Genotype-phenotype analysis in Fanconi anemia patients has been performed in different ways, according to the mutated Fanconi anemia gene (or complementation group), the location of the defect in the pathway, or type of pathogenic variant.^6,7  A clear example of a genotype-phenotype relationship in Fanconi anemia patients is the infantile cancer phenotype due to mutations in BRCA2/FANCD1 or PALB2/FANCN. Another correlation is the overlap between Fanconi anemia manifestations and specific sets of abnormalities (associations) such as VACTERL-H (vertebral, anal, cardiac, trachea-esophageal fistula, esophageal atresia, renal, upper limb, and hydrocephalus) and PHENOS (skin pigmentation, small head, small eyes, nervous system involvement, otology, and short stature).⁷  Within the pathway, the frequency of abnormalities is higher in patients with pathogenic variants in FANCD2 or FANCI, followed by patients with mutations in the downstream Fanconi anemia genes and least in the upstream genes. Regarding the type of variant, a higher proportion of patients with null variants have a more severe phenotype than those with hypomorphic genotypes. Beyond these countable insights, surprisingly few strong genotype-phenotype connections have emerged.

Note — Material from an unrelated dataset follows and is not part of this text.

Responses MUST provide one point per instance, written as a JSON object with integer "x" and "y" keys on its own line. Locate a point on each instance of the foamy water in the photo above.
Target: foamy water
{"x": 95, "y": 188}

Thus, more clear-cut, state-of-the-art phenotype-genotype correlations are needed urgently. Fanconi anemia patients with the FA-B subtype offer a special opportunity for this, as FANCB is the only Fanconi anemia gene on the X chromosome. Thus, in males, the consequences of a single hemizygous mutation are manifest without the influence of a second allele. Jung et al¹  report a cohort of patients from 16 families belonging to the FA-B subtype, a rare Fanconi anemia complementation group that accounts for only ∼2% of patients. The in-depth characterization of 19 patients of this subtype, who were enrolled in the International Fanconi Anemia Registry, is impressive for the number of patients and the detail and quality of the evaluation at both the clinical and molecular levels. There are several lessons that can be learned from this study. On average, FA-B patients showed more severe congenital abnormalities, an earlier onset of hematological features, and a shorter life span than other patients with Fanconi anemia (see figure). FANCB missense mutations attenuate this effect as determined by biochemical and cell-based assays for all reported variants. A high overall proportion of FA-B patients had the VACTERL-H or VACTERL-PLUS association, but these associations were less frequent in patients with FANCB missense mutations. Pathogenic mutations in FANCB are all private (no founders). Approximately one-quarter of pathogenic FANCB variants arise de novo. The variable effects of FANCB missense mutations can be demonstrated by in vitro studies. In the analyzed cohort, Jung et al¹  did not detect mosaicism in the hematopoietic system, which could complicate genotype-phenotype relationship and is observed in ∼10% to 15% of Fanconi anemia patients. Mosaicism in an FA-B patient has been reported previously due to an unstable germline FANCB duplication, proven by droplet digital polymerase chain reaction and full-length transcript PacBio sequencing.⁸  In summary, Jung et al¹ reported an exceptionally detailed evaluation of genotype-phenotype correlations. Many results obtained by examination of FA-B patients and pathogenic FANCB variants may be applied to other Fanconi anemia subgroups.

Successful genotype-phenotype correlations are needed to develop combined manifestation- and mutation-specific databases that are currently lacking for most genetic disorders. Even when these databases are generated, other topics still remain challenging. Foremost of these issues is the intricate interplay among mutation, genetic background, environmental factors, and chance events.